3.1.3. Avalon® Memory Mapped Slave Interfaces

Depending on your component, you can sometimes optimize the memory structure of your component by using Avalon® Memory Mapped (MM) slave interfaces.

When you allocate a slave memory, you must define its size. Defining the size puts a limit on how large a value of N that the component can process. In this example, the RAM size is 1024 words. This RAM size means that N can have a maximal size of 1024 words.
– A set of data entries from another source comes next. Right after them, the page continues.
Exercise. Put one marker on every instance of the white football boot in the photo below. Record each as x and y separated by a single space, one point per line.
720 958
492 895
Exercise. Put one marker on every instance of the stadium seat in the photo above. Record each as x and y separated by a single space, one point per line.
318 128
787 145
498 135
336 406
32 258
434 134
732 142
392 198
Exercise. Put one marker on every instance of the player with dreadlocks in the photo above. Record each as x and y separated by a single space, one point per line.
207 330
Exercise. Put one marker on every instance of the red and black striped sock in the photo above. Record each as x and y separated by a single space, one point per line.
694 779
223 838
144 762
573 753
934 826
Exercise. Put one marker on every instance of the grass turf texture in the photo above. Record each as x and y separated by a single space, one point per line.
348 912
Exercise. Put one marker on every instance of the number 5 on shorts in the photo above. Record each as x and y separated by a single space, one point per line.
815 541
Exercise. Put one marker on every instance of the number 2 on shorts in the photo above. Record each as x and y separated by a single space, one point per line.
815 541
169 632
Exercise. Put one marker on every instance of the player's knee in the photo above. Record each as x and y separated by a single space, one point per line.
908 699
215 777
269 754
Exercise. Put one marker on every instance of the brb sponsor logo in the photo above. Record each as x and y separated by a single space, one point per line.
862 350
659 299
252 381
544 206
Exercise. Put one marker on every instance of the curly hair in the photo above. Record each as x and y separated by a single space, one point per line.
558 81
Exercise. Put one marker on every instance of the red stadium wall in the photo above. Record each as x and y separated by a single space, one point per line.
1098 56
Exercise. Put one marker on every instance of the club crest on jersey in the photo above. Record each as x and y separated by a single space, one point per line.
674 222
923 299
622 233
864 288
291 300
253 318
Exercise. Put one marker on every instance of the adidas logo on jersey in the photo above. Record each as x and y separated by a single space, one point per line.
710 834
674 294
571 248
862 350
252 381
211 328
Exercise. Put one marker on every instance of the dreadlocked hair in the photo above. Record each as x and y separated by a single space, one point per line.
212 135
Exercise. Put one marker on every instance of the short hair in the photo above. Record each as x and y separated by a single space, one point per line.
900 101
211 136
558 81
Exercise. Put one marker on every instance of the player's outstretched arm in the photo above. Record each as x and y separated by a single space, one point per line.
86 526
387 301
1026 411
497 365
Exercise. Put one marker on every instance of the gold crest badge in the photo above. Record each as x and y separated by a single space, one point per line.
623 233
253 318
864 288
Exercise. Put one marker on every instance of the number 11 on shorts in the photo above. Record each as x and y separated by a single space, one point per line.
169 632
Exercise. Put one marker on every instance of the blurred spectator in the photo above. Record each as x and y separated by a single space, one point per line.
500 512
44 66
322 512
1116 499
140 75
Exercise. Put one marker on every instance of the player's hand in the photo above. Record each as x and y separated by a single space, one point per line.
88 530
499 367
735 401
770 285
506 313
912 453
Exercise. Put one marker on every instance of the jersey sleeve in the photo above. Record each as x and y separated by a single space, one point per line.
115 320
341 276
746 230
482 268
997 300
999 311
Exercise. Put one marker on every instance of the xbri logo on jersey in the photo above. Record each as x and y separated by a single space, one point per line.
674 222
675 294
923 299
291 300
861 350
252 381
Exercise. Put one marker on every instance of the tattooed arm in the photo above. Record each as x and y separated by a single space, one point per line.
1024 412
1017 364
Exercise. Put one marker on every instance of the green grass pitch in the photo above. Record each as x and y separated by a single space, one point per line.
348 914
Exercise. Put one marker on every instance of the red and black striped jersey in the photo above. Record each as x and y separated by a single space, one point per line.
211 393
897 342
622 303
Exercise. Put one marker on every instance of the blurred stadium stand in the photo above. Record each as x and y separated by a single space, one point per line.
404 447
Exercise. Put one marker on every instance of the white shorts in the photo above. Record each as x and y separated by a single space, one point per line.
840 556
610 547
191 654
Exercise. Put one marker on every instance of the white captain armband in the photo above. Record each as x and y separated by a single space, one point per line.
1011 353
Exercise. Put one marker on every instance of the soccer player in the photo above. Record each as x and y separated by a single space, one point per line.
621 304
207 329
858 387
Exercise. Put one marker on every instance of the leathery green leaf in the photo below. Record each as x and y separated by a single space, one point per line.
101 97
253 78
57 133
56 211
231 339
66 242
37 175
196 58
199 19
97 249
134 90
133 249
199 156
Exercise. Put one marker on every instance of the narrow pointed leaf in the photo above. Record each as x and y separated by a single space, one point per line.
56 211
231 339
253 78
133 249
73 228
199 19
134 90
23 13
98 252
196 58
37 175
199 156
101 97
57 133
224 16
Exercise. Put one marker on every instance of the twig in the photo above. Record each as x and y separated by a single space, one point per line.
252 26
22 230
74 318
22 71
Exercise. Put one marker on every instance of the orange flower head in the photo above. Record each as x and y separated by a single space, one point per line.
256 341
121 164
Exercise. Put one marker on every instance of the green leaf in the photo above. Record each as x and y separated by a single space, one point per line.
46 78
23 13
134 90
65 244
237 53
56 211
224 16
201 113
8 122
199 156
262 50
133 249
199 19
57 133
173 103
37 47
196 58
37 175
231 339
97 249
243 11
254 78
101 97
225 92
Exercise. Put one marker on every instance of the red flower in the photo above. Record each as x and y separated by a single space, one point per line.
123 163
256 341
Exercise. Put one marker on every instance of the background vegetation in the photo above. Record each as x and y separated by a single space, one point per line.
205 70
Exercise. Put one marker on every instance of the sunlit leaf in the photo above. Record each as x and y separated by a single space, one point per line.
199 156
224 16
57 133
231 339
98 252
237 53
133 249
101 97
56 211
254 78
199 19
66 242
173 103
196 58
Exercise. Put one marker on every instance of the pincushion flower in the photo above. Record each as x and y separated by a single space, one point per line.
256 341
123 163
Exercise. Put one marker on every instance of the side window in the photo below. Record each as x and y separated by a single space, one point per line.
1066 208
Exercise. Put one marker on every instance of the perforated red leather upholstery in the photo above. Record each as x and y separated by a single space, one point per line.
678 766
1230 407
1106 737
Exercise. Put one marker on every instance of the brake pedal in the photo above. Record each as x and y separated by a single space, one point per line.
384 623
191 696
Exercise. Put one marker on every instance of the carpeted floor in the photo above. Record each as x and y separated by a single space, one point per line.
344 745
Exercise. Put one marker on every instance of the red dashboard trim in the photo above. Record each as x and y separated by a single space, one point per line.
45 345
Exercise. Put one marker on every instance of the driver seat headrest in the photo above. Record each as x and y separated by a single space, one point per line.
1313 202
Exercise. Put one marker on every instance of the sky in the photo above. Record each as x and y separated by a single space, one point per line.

The vector addition component example can be coded with an Avalon® MM slave interface as follows:
component void vector_add(
     hls_avalon_slave_memory_argument(1024*sizeof(int)) int* a,
     hls_avalon_slave_memory_argument(1024*sizeof(int)) int* b,
     hls_avalon_slave_memory_argument(1024*sizeof(int)) int* c,
     int N) {
  #pragma unroll 8
  for (int i = 0; i < N; ++i) {
    c[i] = a[i] + b[i];
  }
}
The following diagram shows the Component Viewer report generated when you compile this example.
Figure 3. Component View of vector_add Component with Avalon® MM Slave Interface


Compiling this component with an Intel® Quartus® Prime compilation flow targeting an Intel® Arria® 10 device results in the following QoR metrics:
Table 4.  QoR Metrics Comparison for Avalon® MM Slave Interface1
QoR Metric Pointer Avalon® MM Master Avalon® MM Slave
ALMs 15593.5 643 490.5
DSPs 0 0 0
RAMs 30 0 48
fMAX (MHz)2 298.6 472.37 498.26
Latency (cycles) 24071 142 139
Initiation Interval (II) (cycles) ~508 1 1
1The compilation flow used to calculate the QoR metrics used Intel® Quartus® Prime Pro Edition Version 17.1.
2The fMAX measurement was calculated from a single seed.
The QoR metrics show by changing the ownership of the memory from the system to the component, the number of ALMs used by the component are reduced, as is the component latency. The fMAX of the component is increased as well. The number of RAM blocks used by the component is greater because the memory is implemented in the component and not the system. The total system RAM usage (not shown) should not increase because RAM usage shifted from the system to the FPGA RAM blocks.